The strategy of Kibaale district to overcome the problem was through exploring ways to strengthen community participation.
Tenure reform implementation in Uganda – presenting results
The research is anchored in four districts of Uganda that cover four different types of tenure regimes. Lamwo district presented a unique case – most of its forests are customary and managed by traditional institutions, therefore tenure reforms enabled traditional institutions to register forests as community forests.
Forest tenure issues in Uganda are alleviated through clear boundaries, land title and the absence of conflicts within the community. This means an unoccupied title opens a window for land use by migrants.
The main concerns and the key motivations for the colloquium are to assess the implementation of forest tenure reforms in Uganda, despite reforms in land tenure systems and the subsequent adoption of the National Forestry and Tree Planting Act 15 years ago.
The colloquium will be sharing important lessons learnt and knowledge generated both at the local and national levels.
What work has been done in Uganda? Focus on the PPA analysis
During the implementation of forest tenure reforms in Uganda, a number of challenges were observed including tedious processes to formalize rights, community inability to protect and safeguard forest tenure rights and poverty levels among adjacent communities. Implementers were concerned about the slow manner in which reforms were taking place.

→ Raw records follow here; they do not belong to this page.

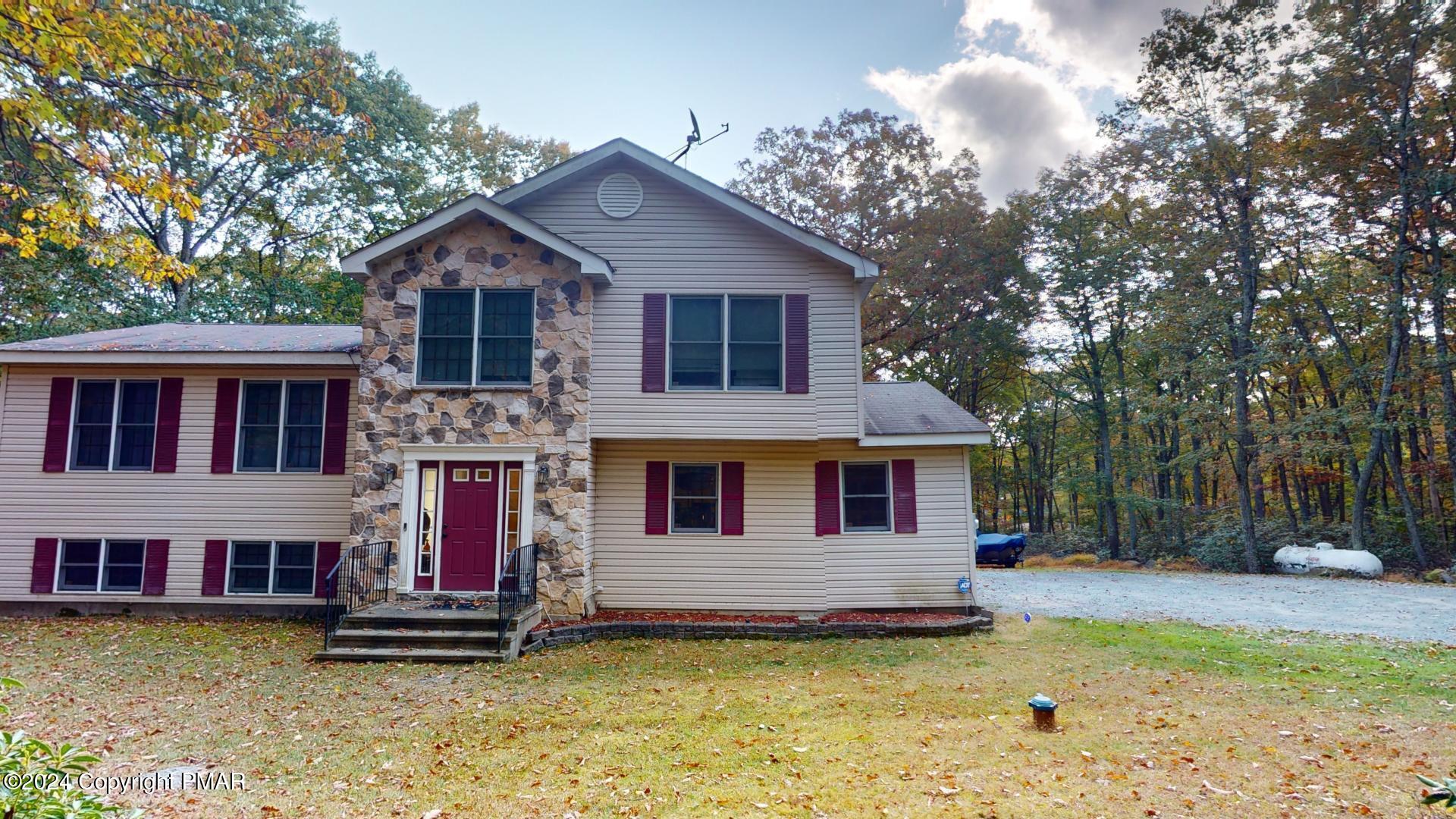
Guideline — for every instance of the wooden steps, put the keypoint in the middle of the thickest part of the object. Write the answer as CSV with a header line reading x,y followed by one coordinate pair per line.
x,y
403,632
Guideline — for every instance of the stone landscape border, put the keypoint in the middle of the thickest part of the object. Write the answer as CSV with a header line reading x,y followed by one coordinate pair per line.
x,y
570,634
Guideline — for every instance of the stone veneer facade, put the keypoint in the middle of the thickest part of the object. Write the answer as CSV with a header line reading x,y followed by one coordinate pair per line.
x,y
552,414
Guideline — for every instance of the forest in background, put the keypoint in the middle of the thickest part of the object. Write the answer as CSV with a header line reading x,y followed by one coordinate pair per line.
x,y
1222,333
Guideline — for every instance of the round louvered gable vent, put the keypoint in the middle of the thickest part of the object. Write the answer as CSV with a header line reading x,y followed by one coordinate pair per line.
x,y
619,196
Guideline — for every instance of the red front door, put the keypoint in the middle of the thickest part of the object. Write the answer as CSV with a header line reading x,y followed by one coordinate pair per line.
x,y
468,534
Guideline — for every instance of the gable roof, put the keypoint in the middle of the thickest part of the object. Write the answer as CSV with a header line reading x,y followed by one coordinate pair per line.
x,y
199,344
356,264
862,267
916,409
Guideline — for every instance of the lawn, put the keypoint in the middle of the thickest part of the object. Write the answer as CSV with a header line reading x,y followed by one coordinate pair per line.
x,y
1156,720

Despite the adoption of the National Forestry and Tree Planting Act, there have been few assessments of tenure reform progress. The study examined tenure regimes and found that there were significant differences as far as clarity and fairness of rules. It is for this reason that Participatory Prospective analysis (PPA) was adopted, which revealed that state and non-stakeholders share a common interest in protecting forests.